On one hand, it’s rather incredible that the axiom of infinity, which makes just the innocent assertion that $\mathbb{N}$ is a set, is enough to blow ZFC into an enormous universe of infinities. On the other hand, how surprising can it be that a lot can’t be proven nor disproven about significantly larger sets (like $\mathbb{R}$ )? By no means am I an expert on this sort of thing, but our only real handle on infinities in ZFC is the C—the axiom of choice—and even then, it gives us a very weak handle.

A popular paraphrasing of the axiom of choice is something like this: given infinitely many nonempty boxes, we may choose an item from every box. However, we’re not really the ones doing the choosing; if anything, we’re just allowed to be given an item from every box. This is further highlighted by the axiom of global choice, as it basically says that we have been given (by whom? God?) some “chosen one” element from every single nonempty set in existence. (This is part of a conservative extension of ZFC, so this doesn’t weaken my point.) This is all we have, and even then there is a lot of interest in studying mathematics without the axiom of choice at all.
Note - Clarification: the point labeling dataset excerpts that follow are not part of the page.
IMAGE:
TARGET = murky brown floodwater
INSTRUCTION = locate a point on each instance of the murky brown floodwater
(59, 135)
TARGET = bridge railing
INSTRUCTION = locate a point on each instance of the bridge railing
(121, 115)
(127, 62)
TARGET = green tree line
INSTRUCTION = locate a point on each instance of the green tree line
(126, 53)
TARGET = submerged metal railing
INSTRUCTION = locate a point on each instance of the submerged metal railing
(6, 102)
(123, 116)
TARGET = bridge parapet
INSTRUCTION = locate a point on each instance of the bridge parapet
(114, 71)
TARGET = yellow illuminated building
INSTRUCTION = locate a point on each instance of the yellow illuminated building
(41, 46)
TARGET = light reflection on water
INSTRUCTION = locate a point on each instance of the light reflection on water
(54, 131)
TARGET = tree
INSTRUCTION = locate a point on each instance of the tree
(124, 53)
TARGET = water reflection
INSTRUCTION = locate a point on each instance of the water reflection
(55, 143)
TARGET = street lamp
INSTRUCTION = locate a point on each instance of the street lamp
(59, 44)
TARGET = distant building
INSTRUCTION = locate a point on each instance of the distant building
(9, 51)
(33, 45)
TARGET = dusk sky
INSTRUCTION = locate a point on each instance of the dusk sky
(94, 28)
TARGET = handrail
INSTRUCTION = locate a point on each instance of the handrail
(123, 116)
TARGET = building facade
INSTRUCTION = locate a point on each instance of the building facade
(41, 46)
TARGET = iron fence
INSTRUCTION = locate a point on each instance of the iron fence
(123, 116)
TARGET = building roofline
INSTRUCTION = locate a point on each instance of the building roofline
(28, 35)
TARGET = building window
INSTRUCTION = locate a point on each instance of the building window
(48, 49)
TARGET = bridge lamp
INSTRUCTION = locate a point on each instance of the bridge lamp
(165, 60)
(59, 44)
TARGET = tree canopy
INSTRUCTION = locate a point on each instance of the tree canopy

Without the axiom of choice, we are suddenly faced with even more independence results. Does the vector space of all real-valued sequences have a (Hamel) basis?^[cf] Between any two sets, can we always inject one into another? Granted, there are still some things that we can prove without the axiom of choice regarding infinite sets (the first one that comes to mind being the Cantor-Schröder-Bernstein Theorem, or maybe I’ll also count transfinite induction), and we can usually work around dependencies on this axiom, but it’s quite limiting for the ambient theory to lack the axiom of choice. If we were more capable of doing “infinitely many things in finite time” then perhaps we wouldn’t be faced with so many independence results (perhaps we would also be able to prove the axiom of choice, too), but we have ultimately been bounded by our finite minds.